Chapter ten financial, accounting, profit distribution, and labor system

Article 31 the company shall, in accordance with the laws and administrative regulations and the provisions of the competent department of finance under the state council set up the company's financial accounting system, and should be at the end of each accounting year of financial and accounting reports, the second year in a month after verification through examination has submitted to the shareholders.

Article 32 the company profit distribution according to the company law and the law, the provisions of the laws and regulations, the competent department of finance under the state council.

Article 33 the labor employment system according to the national laws, regulations and relevant provisions of the labor department under the state council.

Chapter 11 of company dissolution and liquidation

Article 34 a company the business term of 20 years, from the business license of enterprise legal person is calculated from the date of issue.

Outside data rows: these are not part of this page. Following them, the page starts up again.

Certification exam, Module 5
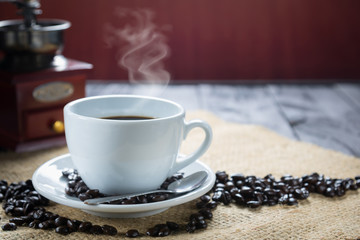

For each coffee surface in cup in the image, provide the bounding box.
[101,116,154,120]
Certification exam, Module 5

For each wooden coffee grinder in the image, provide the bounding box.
[0,0,93,152]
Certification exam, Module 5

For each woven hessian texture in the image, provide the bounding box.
[1,111,359,239]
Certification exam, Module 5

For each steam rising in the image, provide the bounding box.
[105,8,171,87]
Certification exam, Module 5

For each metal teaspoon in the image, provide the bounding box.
[84,171,208,205]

Article 35. The company has one of following conditions, can be dissolved:

(a) the business term as prescribed in the articles of association expires;

(2) of the shareholders' committee resolution to dissolve;

(3) due to merger or split-up of dissolution;

(4) the company in violation of laws and administrative regulations, be ordered to close down in accordance with the law;

(5) when the company cannot continue to operate due to any force majeure event;

(6) into bankruptcy.

Article 36 the company dissolution, should be based on the provisions of the company law, set up a liquidation group for liquidation of the company's assets.After the end of the liquidation, the liquidation group shall prepare a liquidation report, reported to the shareholders' committee or the relevant competent authorities confirm, and submitted to the company registration authority, apply for cancellation of registration, announcement of the company shall be terminated.

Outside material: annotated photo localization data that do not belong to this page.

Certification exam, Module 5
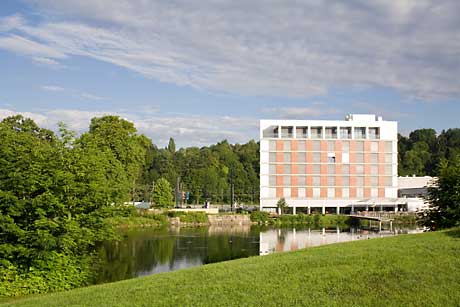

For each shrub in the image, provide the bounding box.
[250,211,270,224]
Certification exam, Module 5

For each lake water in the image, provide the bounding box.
[93,224,422,284]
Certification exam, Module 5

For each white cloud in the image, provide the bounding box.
[261,106,341,119]
[79,92,107,101]
[39,85,108,101]
[32,56,63,68]
[0,108,258,147]
[2,1,460,100]
[41,85,65,92]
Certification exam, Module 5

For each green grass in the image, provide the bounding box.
[3,230,460,306]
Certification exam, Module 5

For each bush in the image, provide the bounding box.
[250,211,270,224]
[166,211,208,224]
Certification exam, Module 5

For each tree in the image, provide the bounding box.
[167,137,176,154]
[276,198,287,215]
[422,158,460,229]
[152,178,173,208]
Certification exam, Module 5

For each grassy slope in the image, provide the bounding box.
[3,230,460,307]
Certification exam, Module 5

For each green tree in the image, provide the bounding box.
[422,157,460,229]
[167,137,176,154]
[277,198,287,215]
[152,178,173,208]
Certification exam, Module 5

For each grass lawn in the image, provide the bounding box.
[3,229,460,306]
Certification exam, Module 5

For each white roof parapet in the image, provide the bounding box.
[398,176,436,189]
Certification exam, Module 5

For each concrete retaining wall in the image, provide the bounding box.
[207,214,251,226]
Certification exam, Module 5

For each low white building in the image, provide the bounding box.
[398,176,435,212]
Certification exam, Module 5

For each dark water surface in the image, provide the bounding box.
[93,224,421,284]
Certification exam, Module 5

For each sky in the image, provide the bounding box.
[0,0,459,148]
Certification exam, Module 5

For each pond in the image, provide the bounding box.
[93,224,422,284]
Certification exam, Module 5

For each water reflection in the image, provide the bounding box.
[93,225,422,285]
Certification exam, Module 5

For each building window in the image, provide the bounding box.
[342,188,349,198]
[327,188,335,198]
[269,164,276,174]
[284,153,291,162]
[327,141,335,151]
[313,188,321,198]
[284,176,291,186]
[312,176,320,186]
[312,152,321,163]
[385,141,393,152]
[328,165,335,174]
[296,127,308,138]
[298,187,306,197]
[385,165,392,175]
[355,153,364,163]
[340,127,352,139]
[328,155,336,163]
[284,164,291,174]
[325,127,337,139]
[385,153,392,163]
[311,127,323,139]
[312,140,321,151]
[370,176,378,186]
[269,140,277,151]
[312,164,321,174]
[371,188,378,197]
[370,165,378,175]
[370,141,378,152]
[370,153,378,163]
[385,176,393,186]
[342,176,350,186]
[269,188,276,197]
[284,140,291,151]
[356,188,364,198]
[298,164,306,174]
[356,176,364,186]
[283,188,291,197]
[269,176,276,186]
[269,153,276,162]
[354,127,366,139]
[342,152,349,163]
[355,141,364,152]
[297,140,306,151]
[328,176,335,186]
[298,176,306,186]
[342,165,350,174]
[369,127,380,140]
[298,153,306,162]
[342,141,350,152]
[281,126,293,138]
[263,126,279,138]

Other matters specified by the chapter 12 shareholders need to

Article 37 with the company according to need or registration items change of the company may modify the articles of association, the modified shall not conflict with the laws, regulations, articles of association and submitted to the original company registration authority for the record, involving the change of the registered items, should apply for registration of change at the same time to the company registration authority.

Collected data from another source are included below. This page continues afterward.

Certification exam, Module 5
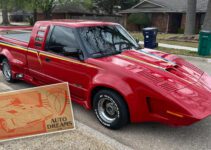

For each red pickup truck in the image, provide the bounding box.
[0,20,211,129]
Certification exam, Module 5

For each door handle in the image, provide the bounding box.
[45,57,51,62]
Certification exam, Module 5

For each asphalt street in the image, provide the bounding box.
[0,56,211,150]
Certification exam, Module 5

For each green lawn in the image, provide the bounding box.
[131,32,199,48]
[130,32,211,57]
[156,47,198,56]
[152,47,211,58]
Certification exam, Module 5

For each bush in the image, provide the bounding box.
[128,13,151,27]
[177,28,184,34]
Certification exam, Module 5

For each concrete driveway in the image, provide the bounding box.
[0,56,210,150]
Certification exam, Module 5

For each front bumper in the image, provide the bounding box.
[163,73,211,126]
[160,110,210,126]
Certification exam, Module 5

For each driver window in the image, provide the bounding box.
[46,26,80,59]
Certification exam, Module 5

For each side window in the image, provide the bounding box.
[46,26,80,59]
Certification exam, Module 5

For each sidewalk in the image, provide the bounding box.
[139,41,198,52]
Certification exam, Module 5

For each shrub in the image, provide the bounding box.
[177,28,184,34]
[128,13,151,28]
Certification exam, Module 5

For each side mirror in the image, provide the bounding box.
[63,47,84,60]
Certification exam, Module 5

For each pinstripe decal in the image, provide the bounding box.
[0,40,28,52]
[132,49,176,66]
[0,41,101,70]
[120,55,193,84]
[120,55,166,70]
[39,52,101,69]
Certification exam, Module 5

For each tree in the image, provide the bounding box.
[22,0,39,24]
[1,0,10,25]
[25,0,70,21]
[83,0,93,10]
[128,13,150,29]
[94,0,120,15]
[120,0,139,10]
[37,0,73,20]
[37,0,56,20]
[203,0,211,30]
[0,0,35,25]
[185,0,197,35]
[71,0,93,10]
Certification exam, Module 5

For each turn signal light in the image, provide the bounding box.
[166,110,184,118]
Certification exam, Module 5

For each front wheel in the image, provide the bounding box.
[1,119,15,133]
[93,89,129,130]
[2,59,15,82]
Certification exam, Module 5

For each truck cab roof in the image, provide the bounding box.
[36,19,119,28]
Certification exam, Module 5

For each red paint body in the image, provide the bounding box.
[0,20,211,126]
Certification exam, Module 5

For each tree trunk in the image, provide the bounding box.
[1,0,10,25]
[203,0,211,30]
[33,8,37,23]
[107,4,114,15]
[185,0,197,35]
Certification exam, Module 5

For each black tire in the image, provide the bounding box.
[93,89,129,130]
[2,59,15,82]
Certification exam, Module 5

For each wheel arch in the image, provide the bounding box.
[0,55,8,69]
[90,86,131,122]
[0,55,7,62]
[0,48,14,67]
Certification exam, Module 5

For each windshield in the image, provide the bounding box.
[77,25,140,58]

Article 38 the articles of association of the power of interpretation belongs to the board of directors.

Article 39 the company approved by the registered items to the company registration authority shall prevail.

Article 40 jointly by all the shareholders to conclude the articles of association, the company shall take effect as of the date of establishment.

Article 41 the articles of association in quadruplicate, duplicate all the shareholders, and submitted to the company registration authority for the record.